Architecture and Compilation for Quantum Computing

Project status:

current

Overview talk (ASPDAC'25 Keynote): https://ucla.box.com/s/zu3sg20lkmlv4wwkr1ejzrbrdmjhe8lt

Related Publication:

Quantum Layout Synthesis:

IEEE Transactions on Computers (2021) - Optimality Study of Existing Quantum Computing Layout Synthesis Tools
ICCAD'20 - Optimal Layout Synthesis for Quantum Computing
ICCAD'21 - Optimal Qubit Mapping with Simultaneous Gate Absorption
ICCAD'22 - Qubit Mapping for Reconfigurable Atom Arrays
Chapter in Design Automation of Quantum Computers - Layout Synthesis for Near-Term Quantum Computing: Gap Analysis and Optimal Solution
DAC'23 - Scalable Optimal Layout Synthesis for NISQ Quantum Processors
DAC'23 - Lightning Talk: Scaling Up Quantum Compilation – Challenges and Opportunities
Quantum (2024) - Compiling Quantum Circuits for Dynamically Field-Programmable Neutral Atoms Array Processors
DATE'24 (Spotlight on UCLA CQSE website) - Depth-Optimal Addressing of 2D Qubit Array with 1D Controls Based on Exact Binary Matrix Factorization
ASPDAC'25 - Compilation for Dynamically Field-Programmable Qubit Arrays with Efficient and Provably Near-Optimal Scheduling
ISPD'25 - ML-QLS: Multilevel Quantum Layout Synthesis
HPCA'25 - Reuse-Aware Compilation for Zoned Quantum Architectures Based on Neutral Atoms

Quantum Circuit Synthesis

Architecture Optimization

IEEE Journal on Emering and Selected Topics in Circuits and Systems (2022) - Domain-Specific Quantum Architecture Optimization

Software Release:

Faculty:

Students:

Alumni:

Our lab focuses on advancing quantum compilation techniques to enhance the efficiency and scalability of quantum computing. We focus on Quantum Layout Synthesis (QLS), developing optimal and heuristic methods for mapping quantum algorithms onto hardware, including reconfigurable architectures. Through benchmarking and optimality studies, we evaluate how close current techniques are to the theoretical limits. With the QLS tool, we perform architecture optimization to customize quantum hardware for improving quantum circuit performance.
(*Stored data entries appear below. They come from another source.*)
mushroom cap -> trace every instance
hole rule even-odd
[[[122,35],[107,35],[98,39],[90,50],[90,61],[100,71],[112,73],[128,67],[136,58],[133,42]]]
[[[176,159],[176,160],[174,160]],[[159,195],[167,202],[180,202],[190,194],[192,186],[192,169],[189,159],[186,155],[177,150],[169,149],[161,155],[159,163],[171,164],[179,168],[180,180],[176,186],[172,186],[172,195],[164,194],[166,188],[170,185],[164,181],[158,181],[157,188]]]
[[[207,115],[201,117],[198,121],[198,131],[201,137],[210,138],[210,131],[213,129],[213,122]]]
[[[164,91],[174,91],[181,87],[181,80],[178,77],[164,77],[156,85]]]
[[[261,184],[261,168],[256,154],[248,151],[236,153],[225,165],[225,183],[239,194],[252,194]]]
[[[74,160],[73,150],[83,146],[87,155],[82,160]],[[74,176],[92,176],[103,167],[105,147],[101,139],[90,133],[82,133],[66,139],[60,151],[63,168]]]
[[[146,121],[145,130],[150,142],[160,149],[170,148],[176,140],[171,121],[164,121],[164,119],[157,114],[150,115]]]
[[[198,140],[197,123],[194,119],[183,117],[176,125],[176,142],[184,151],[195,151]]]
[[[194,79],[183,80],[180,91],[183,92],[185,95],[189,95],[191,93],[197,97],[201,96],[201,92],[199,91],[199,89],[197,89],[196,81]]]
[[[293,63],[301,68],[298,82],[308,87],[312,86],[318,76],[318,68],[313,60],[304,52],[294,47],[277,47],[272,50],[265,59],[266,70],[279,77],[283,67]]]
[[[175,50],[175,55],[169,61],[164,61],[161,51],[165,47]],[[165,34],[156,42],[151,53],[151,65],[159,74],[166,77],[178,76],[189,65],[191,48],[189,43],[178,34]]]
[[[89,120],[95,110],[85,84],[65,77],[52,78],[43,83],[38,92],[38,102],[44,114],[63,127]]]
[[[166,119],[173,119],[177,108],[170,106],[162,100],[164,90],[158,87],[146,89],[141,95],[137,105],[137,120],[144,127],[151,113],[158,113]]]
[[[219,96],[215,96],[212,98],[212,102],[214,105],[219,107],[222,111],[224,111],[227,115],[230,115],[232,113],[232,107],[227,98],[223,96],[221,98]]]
Lastly, we also explore Quantum Circuit Synthesis (QCS), with a focus on logic synthesis for efficient state preparation.

Outline:

Compilation in quantum computing (QC)

Quantum Layout Synthesis (QLS)

Benchmarks - what quantum algorithm we compile?
Optimality study - how far are we from optimal?
Optimal quantum layout synthesis
Layout synthesis for reconfigruable QC architectures

Quantum Circuit Synthesis (QCS)

Logic synthesis for state preparation circuits

Architecture Optimization

Compilation in quantum computing (QC)

Quantum computing (QC) has been shown, in theory, to hold huge advantages over classical computing. However, there remains many engineering challenges in the implementation of real-world QC applications. In order to divide-and-conquer, we can split the task as below.

Implementation Flow of Quantum Computing

The topics that we are particularly interested in are those concerning QC architecture and compilation, which connects algorithms and devices. One of them, is layout synthesis for quantum computing (QLS), also named qubit mapping or allocation. A quantum program usually assumes all-to-all connectivity of the qubits, but this is not the case for some QC technologies. QLS aims to transform the programs so that they are executable on actual quantum hardware and, at the same time, overcome some limitations of these near-term devices, e.g. volatile qubits and error-prone quantum gates.

Layout Synthesis Problem in Quantum Computing

Quantum Layout Synthesis - QLS

Benchmarks - what quantum algorithm we compile?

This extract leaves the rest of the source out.